Dalam upaya mewujudkan keselarasan melalui kemitraan yang sinergis, Direktorat Jenderal Pendidikan Vokasi, Kementerian Pendidikan, Kebudayaan, Riset, dan Teknologi (Kemendikbud Ristek) berupaya membangun wadah kolaborasi antara satuan pendidikan vokasi dengan pemangku kepentingan di daerah.
“Hal tersebut diwujudkan melalui Program Penguatan Ekosistem Kemitraan untuk Pengembangan Inovasi Berbasis Potensi Daerah dengan pendanaan dari Lembaga Pengelola Dana Pendidikan (LPDP) pada periode tahun 2023 sampai dengan tahun 2025,” sebut Ketua Tim Penguatan Ekosistem Kemitraan untuk Pengembangan Inovasi Berbasis Potensi Daerah di Kalsel Dr Abdul Rozaq SKom MM MKom didampingi anggota Konsorsium dari Politala Dr Ir Meldayanoor SHut MS.
Peluncuran program tersebut juga dimaksudkan guna mendukung revitalisasi pendidikan vokasi dan pelatihan vokasi. Hal ini sebagaimana tertuang dalam Peraturan Presiden Nomor 68 Tahun 2022, terutama untuk memperkuat kinerja TKDV (Tim Koordinasi Daerah Vokasi).
Pada tahun pertama perealaisasian program tersebut yakni berorientasi untuk menghasilkan policy brief. Ini mencakup analisis komprehensif dari workforce planning dan innovation planning sehingga tercipta klaster inovasi di Provinsi Kalsel dan Kalteng yang selaras dengan potensi, keunggulan, serta kebutuhan pembangunan daerah.

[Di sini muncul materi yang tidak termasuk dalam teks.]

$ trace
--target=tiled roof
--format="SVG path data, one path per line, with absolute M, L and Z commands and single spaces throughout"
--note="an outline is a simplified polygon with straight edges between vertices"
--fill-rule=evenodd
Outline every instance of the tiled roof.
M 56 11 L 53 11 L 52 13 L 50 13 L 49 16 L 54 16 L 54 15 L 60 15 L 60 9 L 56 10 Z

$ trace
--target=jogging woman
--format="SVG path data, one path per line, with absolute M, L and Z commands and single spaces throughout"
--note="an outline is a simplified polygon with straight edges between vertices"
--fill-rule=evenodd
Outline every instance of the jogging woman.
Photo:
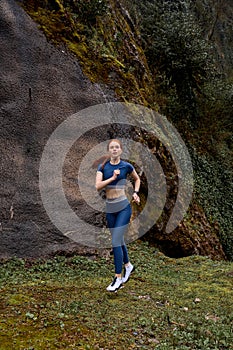
M 124 234 L 132 214 L 130 202 L 125 195 L 125 184 L 127 175 L 131 175 L 134 179 L 133 201 L 139 204 L 140 178 L 130 163 L 121 160 L 121 141 L 110 140 L 107 150 L 109 152 L 108 158 L 99 164 L 97 169 L 96 189 L 98 191 L 106 189 L 106 219 L 112 236 L 115 265 L 115 277 L 107 287 L 107 291 L 115 292 L 128 281 L 130 274 L 134 271 L 124 241 Z M 122 276 L 123 264 L 124 274 Z

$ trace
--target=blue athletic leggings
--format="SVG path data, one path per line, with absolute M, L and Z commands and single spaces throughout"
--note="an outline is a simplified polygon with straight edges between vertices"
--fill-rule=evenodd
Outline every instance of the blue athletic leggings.
M 128 199 L 124 197 L 120 201 L 107 199 L 106 211 L 107 223 L 112 235 L 115 273 L 120 274 L 123 263 L 127 264 L 129 262 L 124 234 L 128 229 L 132 209 Z

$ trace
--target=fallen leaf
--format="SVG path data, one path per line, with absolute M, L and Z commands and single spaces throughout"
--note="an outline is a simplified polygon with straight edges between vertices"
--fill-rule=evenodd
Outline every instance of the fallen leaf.
M 185 327 L 185 324 L 184 323 L 178 323 L 178 322 L 175 322 L 175 321 L 170 321 L 171 324 L 174 324 L 176 326 L 180 326 L 180 327 Z
M 138 299 L 150 300 L 150 296 L 149 295 L 139 295 Z
M 155 343 L 155 344 L 159 344 L 160 343 L 160 341 L 158 339 L 155 339 L 155 338 L 148 339 L 148 342 L 149 343 Z
M 200 302 L 201 302 L 201 299 L 195 298 L 194 302 L 195 302 L 195 303 L 200 303 Z
M 158 307 L 164 307 L 165 306 L 165 304 L 164 303 L 161 303 L 161 302 L 159 302 L 159 301 L 156 301 L 156 306 L 158 306 Z
M 215 315 L 206 314 L 206 315 L 205 315 L 205 319 L 206 319 L 206 320 L 211 320 L 211 321 L 217 322 L 217 321 L 220 320 L 220 317 L 215 316 Z
M 213 335 L 213 333 L 211 333 L 208 329 L 207 329 L 207 331 L 206 331 L 206 335 L 210 335 L 210 336 L 212 336 Z

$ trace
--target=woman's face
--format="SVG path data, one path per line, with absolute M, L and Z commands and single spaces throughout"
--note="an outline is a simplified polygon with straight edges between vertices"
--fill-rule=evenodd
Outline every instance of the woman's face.
M 118 158 L 122 153 L 121 145 L 117 141 L 111 141 L 108 146 L 110 157 Z

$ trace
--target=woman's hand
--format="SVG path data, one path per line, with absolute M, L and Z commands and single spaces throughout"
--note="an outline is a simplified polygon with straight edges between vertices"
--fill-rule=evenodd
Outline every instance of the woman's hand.
M 136 192 L 134 192 L 133 193 L 133 202 L 135 202 L 136 204 L 140 204 L 140 197 L 139 197 L 139 195 L 136 193 Z
M 109 185 L 112 181 L 116 180 L 119 174 L 120 174 L 120 169 L 116 169 L 114 170 L 112 177 L 109 177 L 107 180 L 103 180 L 103 173 L 101 171 L 97 171 L 96 180 L 95 180 L 95 188 L 97 189 L 97 191 L 102 190 L 107 185 Z
M 113 171 L 113 180 L 116 180 L 117 176 L 120 175 L 120 169 L 115 169 Z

Konsorsium tak bergerak sendiri dalam melaksanakan program tersebut. Tapi melibatkan mitra terkait. Di antaranya pemerintah provinsi, lembaga kursus dan pelatihan (LKP) dan sekolah menengah kejuruan (SMKN) yang ada di daerah. Selain itu Konsorsium juga melibatkan DUDI, media massa, serta komunitas masyarakat.
Direktur Politala Dr Hj Mufrida Zein SAg MPd dalam sambutannya pada workshop tersebut menyatakan komitmen kampusnya yang sejak awal berdiri pada belasan tahun silam telah berupaya menyelaraskan antara jurusan dan program studi sesuai potensi-potensi yang ada di Bumi Tuntung Pandang.